L’homme de 44 ans, qui mesure environ 1,90 mètre, soit deux têtes de plus que Lucia, toute menue, convient qu’il était ivre en rentrant chez eux ce 13 septembre en soirée. « Je me suis mis à parler aux enfants. Quand elle m’a dit de me taire, j’ai ressenti de la haine pour elle », explique-t-il. Alors, il la gifle plusieurs fois, l’insulte, la tire à l’écart par les cheveux : « J’ai entendu des gros “boum” dans la salle de bain, a témoigné l’aîné de 8 ans. Papa lui a dit : “T’es qu’une connasse”. Maman n’avait jamais appelé la police. »

Quand elle parvient à leur domicile de Claye-Souilly, la mère et ses petits sont à l’extérieur, terrorisés, « en état de choc », selon le rapport évoquant « un individu qui titube, vocifère, refuse de se soumettre, crie à son épouse “je vais te niquer” ». S’ensuivent une bagarre avec les agents, un « florilège d’insultes ». Cédric est difficilement maîtrisé. Il en conserve une entaille à l’orbite gauche, « de la rancœur envers les policiers, de la colère contre sa femme », indique son contrôleur judiciaire.

« Pour vos enfants, c’est destructeur ! »

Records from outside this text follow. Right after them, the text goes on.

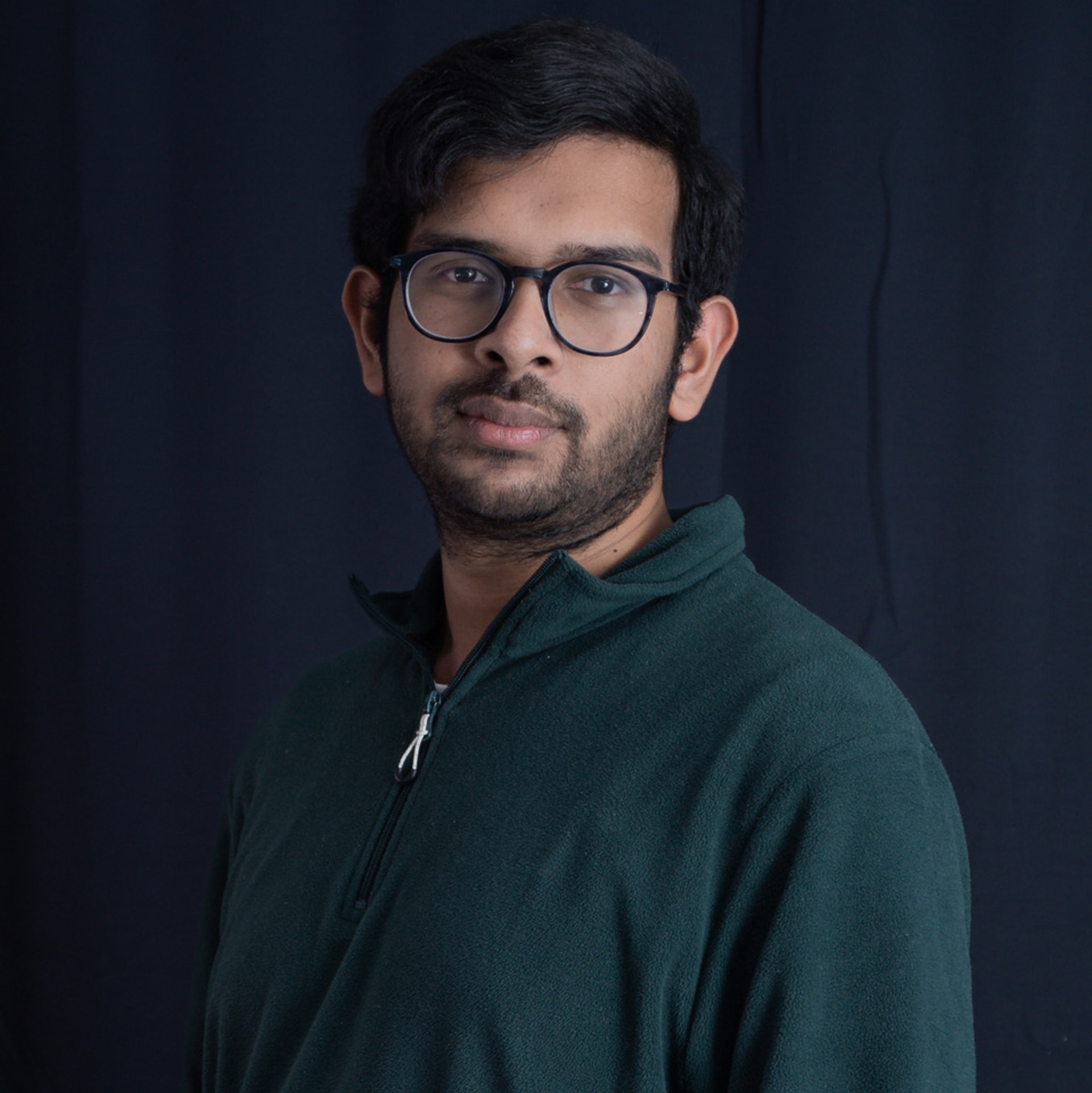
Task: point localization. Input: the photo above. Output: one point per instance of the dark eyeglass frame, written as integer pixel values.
(403, 265)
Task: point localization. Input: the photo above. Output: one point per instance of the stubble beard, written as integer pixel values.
(560, 509)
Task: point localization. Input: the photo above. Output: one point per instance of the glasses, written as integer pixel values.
(598, 308)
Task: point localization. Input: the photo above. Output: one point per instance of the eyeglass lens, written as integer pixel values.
(595, 307)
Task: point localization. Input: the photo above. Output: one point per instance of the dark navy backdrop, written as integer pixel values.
(191, 466)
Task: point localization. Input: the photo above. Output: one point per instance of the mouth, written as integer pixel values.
(501, 423)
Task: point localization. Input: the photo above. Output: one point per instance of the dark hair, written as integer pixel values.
(511, 92)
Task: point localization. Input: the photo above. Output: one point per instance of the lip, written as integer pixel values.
(502, 424)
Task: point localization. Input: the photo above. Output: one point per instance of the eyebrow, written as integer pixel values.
(568, 253)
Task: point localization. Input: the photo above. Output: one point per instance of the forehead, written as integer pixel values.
(582, 193)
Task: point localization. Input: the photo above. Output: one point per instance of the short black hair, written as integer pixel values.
(507, 93)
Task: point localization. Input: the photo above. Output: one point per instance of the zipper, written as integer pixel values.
(407, 769)
(409, 764)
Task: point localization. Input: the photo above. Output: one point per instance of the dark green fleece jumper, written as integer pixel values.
(668, 832)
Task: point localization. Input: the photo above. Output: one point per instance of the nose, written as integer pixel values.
(523, 337)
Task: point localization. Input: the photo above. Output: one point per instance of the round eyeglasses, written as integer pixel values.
(598, 308)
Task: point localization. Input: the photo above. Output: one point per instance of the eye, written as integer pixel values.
(601, 284)
(466, 275)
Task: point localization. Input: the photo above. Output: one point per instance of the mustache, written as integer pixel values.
(528, 389)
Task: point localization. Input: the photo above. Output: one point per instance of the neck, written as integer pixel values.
(480, 578)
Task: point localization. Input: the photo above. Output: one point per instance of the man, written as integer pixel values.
(603, 810)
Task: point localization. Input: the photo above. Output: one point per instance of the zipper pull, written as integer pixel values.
(407, 769)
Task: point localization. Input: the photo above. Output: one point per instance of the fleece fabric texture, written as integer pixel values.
(669, 832)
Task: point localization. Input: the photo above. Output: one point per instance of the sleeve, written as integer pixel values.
(208, 942)
(851, 934)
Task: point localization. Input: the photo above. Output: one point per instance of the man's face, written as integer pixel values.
(516, 438)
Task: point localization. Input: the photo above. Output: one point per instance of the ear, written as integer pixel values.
(701, 359)
(358, 298)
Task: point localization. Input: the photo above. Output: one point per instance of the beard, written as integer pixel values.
(595, 488)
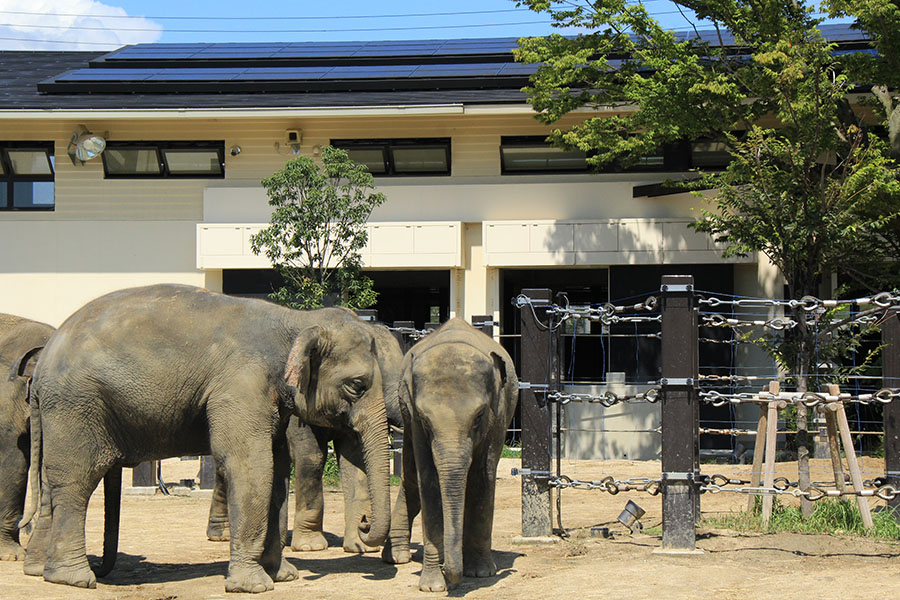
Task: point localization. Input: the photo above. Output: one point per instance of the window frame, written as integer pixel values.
(9, 178)
(159, 148)
(387, 147)
(533, 141)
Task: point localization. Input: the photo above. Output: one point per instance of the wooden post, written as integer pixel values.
(834, 448)
(680, 436)
(485, 323)
(536, 369)
(758, 451)
(891, 379)
(771, 440)
(852, 464)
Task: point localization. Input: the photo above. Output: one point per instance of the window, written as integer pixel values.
(532, 154)
(26, 176)
(402, 157)
(164, 159)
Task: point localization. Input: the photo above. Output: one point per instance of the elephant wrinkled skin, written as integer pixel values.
(20, 343)
(171, 370)
(458, 391)
(308, 447)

 Il n’a plus trop le souvenir « des claques » assénées à Lucia, dont la tempe et la joue gauches sont tuméfiées, « mais si elle le dit, ce doit être vrai. J’ai confiance en elle ». Les “boum” dans la salle de bain ? « Oui, j’ai frappé les murs. » Les enfants qui s’interposent ? « Oui, c’est grave. Ce n’est pas très constructif. » Riposte de la procureure : « Pour eux, c’est destructeur ! »

La victime prend à son tour la parole, insiste sur « le manque de respect » envers son mari « qui passe son temps à travailler comme un animal pour construire notre maison depuis huit ans » : « C’est facile, pour moi, de lui faire des reproches, de le critiquer. Je n’aurais jamais dû lui demander de se taire… Quand j’ai vu l’état dans lequel il était, j’ai eu peur. »

Oubliés, donc, les coups, les injures, la façon qu’il a de la « rabaisser ». Elle veut reprendre la vie commune, lui aussi. Lucia ne se constitue pas partie civile, pas même au nom de ses enfants, contrairement aux policiers.

Louise Sahali estime « caractérisées » les violences et la rébellion, elle tient toutefois compte de l’absence de mentions à son casier judiciaire vierge et de sa stabilité professionnelle et requiert six mois de prison avec un sursis probatoire de deux ans, la poursuite de ses soins, l’obligation d’effectuer un stage de responsabilisation, le tout avec exécution provisoire.

L’avocate de la défense, elle, suggère un sursis simple.

« Je m’excuse auprès de madame et des forces de l’ordre », conclut Cédric.

La présidente Caroline Fichet, juge unique, suit les réquisitions, n’accorde pas de dommages et intérêts aux fonctionnaires absents, non représentés. Le couple quitte le palais de justice bras dessus, bras dessous.